More than 14 percent of the world’s population has Lyme disease, the most common tick-borne disease, according to a report released Tuesday.
Lyme disease or Lyme disease is an infectious disease caused by a bacterium transmitted to humans through the bites of infected ticks. According to the analysis published in the journal BMJ Global Health, Central Europe has the highest infection rate – 20%. Men over the age of 50 living in rural areas are the people most at risk of infection.
To show how widespread Lyme disease is in the world, the researchers identified 137 eligible studies – out of 4,196 possible – and grouped the data provided by 89 of them.
In 14.5% of the 160,000 participants, antibodies produced by the human body against the bacterium Borrelia burgdorferi (Bb) were detected in the blood.
“This is the largest and most up-to-date systematic review of global seroprevalence of Bb to date,” the authors of the meta-analysis said.
Where most illnesses were recorded
After Central Europe, the regions with the highest antibody rates are East Asia (15.9%), Western Europe (13.5%) and Eastern Europe (10.4%).
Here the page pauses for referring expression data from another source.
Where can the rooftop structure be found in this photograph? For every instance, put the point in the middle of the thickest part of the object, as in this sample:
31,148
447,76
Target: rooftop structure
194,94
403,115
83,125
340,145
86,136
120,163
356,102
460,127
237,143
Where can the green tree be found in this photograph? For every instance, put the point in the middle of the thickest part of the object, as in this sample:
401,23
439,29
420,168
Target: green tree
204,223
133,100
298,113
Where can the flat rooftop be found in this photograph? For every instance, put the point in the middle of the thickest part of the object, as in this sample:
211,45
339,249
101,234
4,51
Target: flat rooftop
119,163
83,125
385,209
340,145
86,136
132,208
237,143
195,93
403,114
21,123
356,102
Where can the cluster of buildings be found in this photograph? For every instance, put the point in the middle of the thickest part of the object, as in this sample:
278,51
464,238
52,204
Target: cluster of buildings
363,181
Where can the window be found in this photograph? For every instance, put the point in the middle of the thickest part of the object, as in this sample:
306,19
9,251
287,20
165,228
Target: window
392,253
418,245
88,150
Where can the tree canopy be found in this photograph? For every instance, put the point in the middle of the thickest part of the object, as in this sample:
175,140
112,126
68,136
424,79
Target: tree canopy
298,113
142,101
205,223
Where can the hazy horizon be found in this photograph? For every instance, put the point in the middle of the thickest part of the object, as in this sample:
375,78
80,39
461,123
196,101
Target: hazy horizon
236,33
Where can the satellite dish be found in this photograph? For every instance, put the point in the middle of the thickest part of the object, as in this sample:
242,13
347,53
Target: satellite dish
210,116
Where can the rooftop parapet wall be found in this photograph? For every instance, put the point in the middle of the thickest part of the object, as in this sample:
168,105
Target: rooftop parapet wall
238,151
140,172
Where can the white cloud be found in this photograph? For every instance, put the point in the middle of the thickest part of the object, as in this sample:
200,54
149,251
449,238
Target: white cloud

The Caribbean region has the lowest rate – only 2%.
Previous research has shown that the prevalence of tick-borne diseases has doubled in the last 12 years.
Read also: How to remove a tick from the skin and what a mistake to avoid
This increase is explained by longer and drier summers due to climate change, animal migration and “increasing contact with pets,” according to the authors of the research.
The most exposed people
Farmers and other workers who regularly interact with host animals such as dogs and sheep are most at risk of being bitten by an infected tick, according to the study.
The data may be distorted, as health authorities in regions where Lyme disease is endemic are more likely to perform regular antibody tests than in regions where the disease is less common.
Lyme disease is rarely fatal, but people who are stung by an infected tick often have a rash and flu-like symptoms, especially muscle and joint pain, headaches, dizziness, and vomiting.